Dalam sambutannya, Dedi menegaskan perlindungan hak pekerja menjadi bagian penting menjaga ketahanan ekonomi nasional. Karena itu, sinergi antara Polri dan kalangan buruh perlu terus diperkuat.
Menurutnya, hubungan yang terjalin selama ini tidak hanya berkaitan dengan pengamanan kegiatan ketenagakerjaan. Polri juga berupaya hadir menyelesaikan berbagai persoalan yang dihadapi pekerja.
“Polri berkomitmen untuk terus membersamai para buruh dalam memperjuangkan hak-haknya. Kami menjaga ruang penyampaian aspirasi tetap terbuka, aman, tertib, dan konstruktif,” katanya.
Komitmen tersebut diwujudkan melalui Desk Ketenagakerjaan Polri yang menangani berbagai persoalan pekerja. Program tersebut mengedepankan penyelesaian masalah secara humanis dan berkeadilan.
Sepanjang 2025, Desk Ketenagakerjaan Polri menyelesaikan 35 perkara ketenagakerjaan. Sebanyak 34 perkara ditangani melalui pendekatan restorative justice.

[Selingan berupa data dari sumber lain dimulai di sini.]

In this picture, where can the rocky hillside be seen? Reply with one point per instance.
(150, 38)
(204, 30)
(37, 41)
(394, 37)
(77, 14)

Upaya serupa berlanjut pada tahun ini untuk menjaga hubungan industrial tetap harmonis. Hingga pertengahan 2026, sebanyak sembilan perkara berhasil diselesaikan.
Tidak hanya menyelesaikan perkara, Polri juga membantu pekerja terdampak pemutusan hubungan kerja. Tercatat sebanyak 4.216 pekerja telah difasilitasi kembali memperoleh pekerjaan.
Di tengah perkembangan industri yang semakin cepat, Dedi mengingatkan pentingnya peningkatan kompetensi pekerja. Kemampuan beradaptasi menjadi kunci menghadapi perubahan dunia kerja saat ini.
“Ketika hak pekerja terlindungi dan kesejahteraan meningkat, stabilitas nasional akan semakin kuat. Karena itu, sinergi antara Polri dan buruh harus terus diperkuat,” pungkasnya.
Rakernas KSPI 2026 diharapkan menghasilkan rekomendasi bagi peningkatan kesejahteraan pekerja Indonesia. Forum tersebut juga memperkuat kolaborasi antara buruh, pemerintah, dunia usaha, dan Polri.
Kata Kunci / Tags
Rekomendasi Berita
Memuat berita terbaru.....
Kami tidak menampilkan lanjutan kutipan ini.